30 stitches and 42 rows = 4 inches
in stockinette
US 1½ - 2.5 mm
470 - 500 yards (430 - 457 m)
woman's medium (large)
English
This pattern is available as a free Ravelry download

This was a pattern (round #6) for Sock Madness 10, a speed knitting contest. (See the Sock Madness Forever group for more information.)

“Schweigt stille, plaudert nicht (Be silent, not a word, BWV 211) also known as the “Coffee Cantata”, is a secular work by Johann Sebastian Bach composed in the 1730s.
Its first performance was probably at Zimmermann’s coffee house in Leipzig where Bach regularly directed a musical ensemble. In what is essentially a miniature comic opera, Bach and his librettist Picander poke fun at the new fashion for coffee and its old-fashioned critics.
Coffee Cantata is about a young woman named Lieschen who loves coffee. Her father Schlendrian is dead set against any caffeinated fun. In an effort to rid his daughter of the evil drink, he threatens to withdraw all kinds of little privileges until she obeys. But Lieschen chooses coffee over all things. It is only when Schlendrian has the brilliant idea to swear she won’t be allowed to marry that she relents. But as the father rushes off to find a husband, Lieschen reveals that she will make it a part of the marriage contract that she be permitted to brew coffee whenever she wants.
The piece thus ends: “Cats do not give up mousing, girls remain coffee-sisters. The mother adores her coffee-habit and grandma also drank it, so who can blame the daughters!”
The back-and-forth between father and daughter is priceless, as is Lieschen’s solution to the conflict. (That little trick does not exist in Picander’s text; apparently, Bach added this plot twist himself.)

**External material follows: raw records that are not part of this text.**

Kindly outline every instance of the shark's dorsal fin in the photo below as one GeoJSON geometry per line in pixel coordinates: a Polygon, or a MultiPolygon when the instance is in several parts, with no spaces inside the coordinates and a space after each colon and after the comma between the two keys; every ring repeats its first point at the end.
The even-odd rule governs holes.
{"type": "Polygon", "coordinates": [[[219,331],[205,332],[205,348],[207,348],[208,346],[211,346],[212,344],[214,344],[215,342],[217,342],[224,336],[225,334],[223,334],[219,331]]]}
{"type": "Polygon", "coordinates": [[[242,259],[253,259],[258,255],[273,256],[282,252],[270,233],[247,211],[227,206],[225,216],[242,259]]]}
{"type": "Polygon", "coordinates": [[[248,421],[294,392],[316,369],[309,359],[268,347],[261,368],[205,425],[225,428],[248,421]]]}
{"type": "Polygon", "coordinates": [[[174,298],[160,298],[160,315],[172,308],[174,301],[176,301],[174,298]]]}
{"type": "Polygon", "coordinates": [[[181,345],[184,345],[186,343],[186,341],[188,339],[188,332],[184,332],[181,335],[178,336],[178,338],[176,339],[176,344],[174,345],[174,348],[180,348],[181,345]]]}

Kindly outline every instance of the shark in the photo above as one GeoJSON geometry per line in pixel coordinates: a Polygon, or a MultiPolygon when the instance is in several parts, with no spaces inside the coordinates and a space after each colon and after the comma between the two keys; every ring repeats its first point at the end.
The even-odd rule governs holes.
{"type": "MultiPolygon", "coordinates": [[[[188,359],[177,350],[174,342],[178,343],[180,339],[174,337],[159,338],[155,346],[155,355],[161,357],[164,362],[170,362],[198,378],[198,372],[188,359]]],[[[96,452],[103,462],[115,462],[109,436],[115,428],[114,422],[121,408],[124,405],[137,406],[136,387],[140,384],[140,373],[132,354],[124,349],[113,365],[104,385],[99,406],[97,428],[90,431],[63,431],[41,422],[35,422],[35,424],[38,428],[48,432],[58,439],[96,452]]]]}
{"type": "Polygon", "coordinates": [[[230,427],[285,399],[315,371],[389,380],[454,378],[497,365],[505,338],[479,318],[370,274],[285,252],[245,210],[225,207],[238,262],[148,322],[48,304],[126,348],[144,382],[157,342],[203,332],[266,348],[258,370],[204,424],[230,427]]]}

Can’t you just picture the vivacious young woman wearing the socks of this pattern under her petticoats while she gives her father the runaround? The whole musical piece is so delightful and charming, it’s evident Bach enjoyed his craft as much as Lieschen enjoyed her coffee. I hope you’ll enjoy knitting and wearing these socks just as much.

The stitch patterns of these socks are from Lisl Fanderls “Bäuerliches Stricken” (old peasant knitting of the alpine regions), a 3 volume pattern collection, where you can find many more great stitch patterns to play with in your own designs.